Combas rock

Portrait de Robert Combas par Geoffroy Krempp pour Poly

Dans l’exposition collective Rock’n’roll de la Fondation Fernet- Branca, la star se nomme Robert Combas. Rencontre avec l’artiste emblématique de la Figuration libre.

Interviewer Robert Combas ressemble à un sport extrême. Vous lui posez une première question, évoquant les Démodés, groupe de rock dadaïste fondé en 1978 avec Ketty et Buddy Di Rosa – frère d’Hervé –, et le voilà parti.

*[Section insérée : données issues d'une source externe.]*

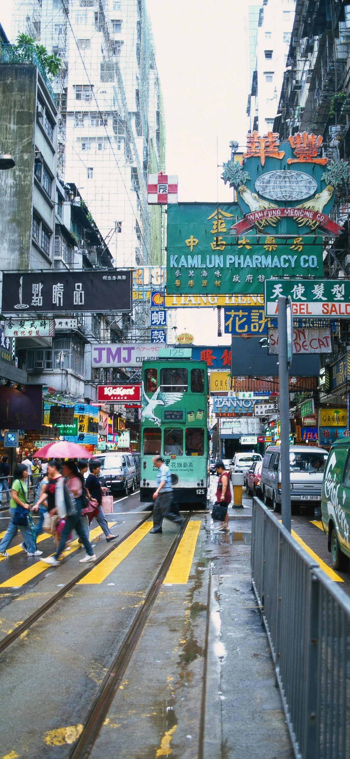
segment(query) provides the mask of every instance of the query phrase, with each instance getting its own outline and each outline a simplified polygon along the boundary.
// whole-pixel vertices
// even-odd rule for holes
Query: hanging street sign
[[[270,279],[265,282],[265,313],[276,317],[280,295],[290,295],[294,315],[350,317],[350,281],[339,279]]]
[[[131,310],[131,270],[2,272],[2,313]]]
[[[177,203],[177,177],[175,175],[148,174],[147,177],[148,203]]]
[[[242,167],[241,167],[242,170]],[[256,230],[234,240],[236,203],[181,203],[167,214],[167,294],[262,293],[271,276],[322,276],[322,238],[306,228],[287,238]],[[260,230],[259,230],[260,231]],[[280,234],[280,231],[279,231]]]
[[[53,337],[53,319],[8,319],[5,320],[5,337]]]
[[[294,320],[293,320],[294,322]],[[294,325],[293,354],[299,353],[330,353],[332,342],[330,330],[299,329]],[[269,329],[269,353],[278,353],[278,329]]]

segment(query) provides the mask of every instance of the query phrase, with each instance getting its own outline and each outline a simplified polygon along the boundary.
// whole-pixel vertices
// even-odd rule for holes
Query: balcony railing
[[[32,45],[28,45],[20,49],[13,45],[3,45],[0,47],[0,63],[32,63],[40,72],[52,99],[55,102],[55,93],[48,79],[47,74],[42,67],[42,64],[38,57],[36,50]]]

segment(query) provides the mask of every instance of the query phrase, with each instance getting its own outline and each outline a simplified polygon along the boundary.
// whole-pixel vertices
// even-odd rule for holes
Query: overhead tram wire
[[[87,71],[86,71],[86,65],[85,65],[85,61],[84,61],[84,60],[83,60],[83,55],[82,55],[82,54],[81,54],[81,51],[80,51],[80,47],[79,47],[79,46],[78,46],[78,41],[77,41],[77,37],[76,37],[76,36],[75,36],[75,34],[74,34],[74,32],[73,32],[73,27],[72,27],[72,24],[71,24],[71,22],[70,22],[70,17],[69,17],[69,14],[68,14],[68,15],[67,15],[67,21],[68,21],[68,24],[69,24],[69,26],[70,26],[70,31],[71,31],[71,33],[72,33],[72,35],[73,35],[73,39],[74,39],[74,42],[75,42],[75,43],[76,43],[76,46],[77,46],[77,50],[78,50],[78,52],[79,52],[79,55],[80,55],[80,60],[81,60],[81,61],[82,61],[82,63],[83,63],[83,68],[84,68],[84,71],[85,71],[85,73],[86,73],[86,78],[87,78],[87,80],[88,80],[88,83],[89,83],[89,86],[90,86],[90,87],[91,87],[91,92],[92,92],[92,97],[93,97],[93,99],[94,99],[94,100],[95,100],[95,104],[96,104],[96,108],[97,108],[97,110],[98,110],[98,112],[99,112],[99,108],[98,108],[98,102],[97,102],[97,98],[96,98],[96,96],[95,96],[95,93],[94,93],[94,90],[93,90],[93,85],[92,85],[92,83],[91,83],[91,80],[90,80],[90,77],[89,77],[89,74],[88,74],[88,72],[87,72]],[[117,168],[118,168],[118,171],[119,171],[119,173],[120,173],[120,178],[121,178],[121,181],[122,181],[122,183],[123,183],[123,187],[124,187],[124,190],[125,190],[125,193],[126,193],[126,194],[127,194],[127,198],[128,198],[128,200],[129,200],[129,203],[130,203],[130,207],[131,207],[131,209],[132,209],[132,212],[133,212],[133,217],[134,217],[134,219],[135,219],[135,221],[136,221],[136,222],[137,222],[137,219],[136,219],[136,214],[135,214],[135,212],[134,212],[134,209],[133,209],[133,203],[132,203],[132,200],[131,200],[131,198],[130,198],[130,195],[129,195],[129,193],[128,193],[128,191],[127,191],[127,185],[126,185],[126,184],[125,184],[125,181],[124,181],[124,178],[123,178],[123,175],[122,175],[122,172],[121,172],[121,171],[120,171],[120,166],[119,166],[119,163],[118,163],[118,161],[117,161],[117,156],[116,156],[116,155],[115,155],[115,153],[114,153],[114,149],[113,149],[113,145],[112,145],[112,143],[111,143],[111,138],[110,138],[110,136],[109,136],[109,134],[108,134],[108,130],[107,130],[107,128],[106,128],[106,125],[105,125],[105,124],[103,124],[103,127],[104,127],[104,129],[105,129],[105,133],[106,133],[106,135],[107,135],[107,138],[108,138],[108,143],[109,143],[109,145],[110,145],[110,147],[111,147],[111,152],[112,152],[112,154],[113,154],[113,157],[114,157],[114,161],[115,161],[115,162],[116,162],[116,165],[117,165]],[[148,257],[148,261],[149,261],[149,264],[150,264],[150,266],[152,266],[152,261],[151,261],[151,257],[150,257],[150,255],[149,255],[149,251],[148,251],[148,247],[147,247],[147,244],[146,244],[146,243],[145,243],[145,238],[144,238],[144,235],[143,235],[143,231],[141,231],[141,229],[140,229],[140,235],[141,235],[141,238],[142,238],[142,242],[143,242],[143,244],[144,244],[144,246],[145,246],[145,251],[146,251],[146,253],[147,253],[147,257]]]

Accent du Sud et verbe haut, sa logorrhée est un tourbillon dans lequel son esprit, rebondissant comme une super balle, passe d’un joueur de foot de l’Ajax des années 1970 aux boîtes de nuit (« Les gens ne savent plus danser, vous avez remarqué ? »), avant de partir dans une autre direction : « Au fond, je suis un fainéant », assène-t-il. Heu… Où en étions-nous, déjà ? Hyperactif qui « s’emmerde très vite », l’artiste est reparti sans reprendre haleine, alors qu’il a été impossible de poser une deuxième question, tant son débit est dense. « Ma peinture, c’est du rock », affirme-t-il. « Et réciproquement », lui répond-on, coupant le flot des mots, recueillant un regard d’approbation.

Il suffit pour le constater de voir un concert des Sans Pattes, duo créé avec Lucas Mancione en 2011 proposant d’improbables shows, entre music-hall déjanté et performance sonore avec de gigantesques guitares en carton plume décorant la scène et des images projetées. « Nous faisons de la magie avec trois bouts de ficelle. » À la Fondation Fernet-Branca, de saisissantes photographies signées Harald Gottschalk témoignent de ces concerts à côté d’immenses toiles représentatives de l’art de Combas – dont une magnifiant le Velvet Underground –, reconnaissables au premier coup d’œil, entre BD punk, art brut, street art tendance Keith Haring, vases grecs de la période géométrique et 1 001 autres références qui s’imbriquent, se contaminent, jouant les unes avec les autres.

Le Velvet Underground, 1990

Étudiant aux Beaux-Arts de Montpellier au milieu des années 1970, il voulait appeler son style « la Peinture fun. Mais l’anglais, bon, bof. En français, j’ai cherché : ça donne “peinture agréable et décontractée”. C’est pas mal. Enfin maintenant, j’aime bien. » C’est Ben qui trouvera le nom du mouvement : la Figuration libre (dans un article paru dans Libé à l’occasion de l’exposition 2 Sétois à Nice où il est aux côtés d’Hervé Di Rosa). « Intellectuellement, c’est le plaisir de faire ce qu’on veut », se marre Robert Combas, pas prêt à se laisser enfermer dans un carcan, même s’il juge que certains de ses anciens petits camarades ont pris d’autres directions, comme François Boisrond : « Nous étions dans le même truc, mais aujourd’hui il est ailleurs, faisant une sorte de pointillisme pré-conceptuel. » Il poursuit, intarissable, évoquant sa rencontre avec Michel Houellebecq, puis passant au monde de l’art : « Il y a beaucoup d’aventuriers dans l’Art contemporain. Tu prends n’importe qui dans la rue : il peut décider de travailler dans ce milieu, il n’y connaît rien. Il y en a plein comme ça. » Le peintre revisite l’art de la conversation, charriant les mots avec bonheur, balançant des pépites sémantiques, assénant quelques vérités sur un mode lyrique, loin, terriblement loin du discours formaté, sec et pontifiant, de bien des plasticiens. Et de citer le dernier film d’Alejandro Jodorowsky, Poesía Sin Fin qui explique tout en somme : « En le voyant, je me suis aperçu que je n’étais pas peintre, ni musicien. Enfin aussi. Mais surtout et essentiellement poète. »

À la Fondation Fernet-Branca (Saint-Louis), jusqu’au 18 février
fondationfernet-branca.org
combas.com

Thomas Lévy-Lasne, La Fête 90, 2011

autres rockers
Deux autres artistes sont présentés avec Robert Combas dans l’exposition. Le visiteur découvre ainsi le travail photographique et éditorial de Benoît Grimbert autour des figures que sont Ian Curtis, David Bowie et Nico avec trois promenades métaphoriques à Manchester ou Berlin, entre télescopage temporel et rêverie mélancolique. À leur côté, les éblouissantes aquarelles de petit format de Thomas Lévy-Lasne tirées de la série La Fête ressemblent à des instantanées houellebecquiens : images de soirées arrosées dans lesquelles les personnages – beaux représentants de l’homo festivus saisis dans leur splendide isolement au milieu de la foule – ne croisent jamais le regard du visiteur.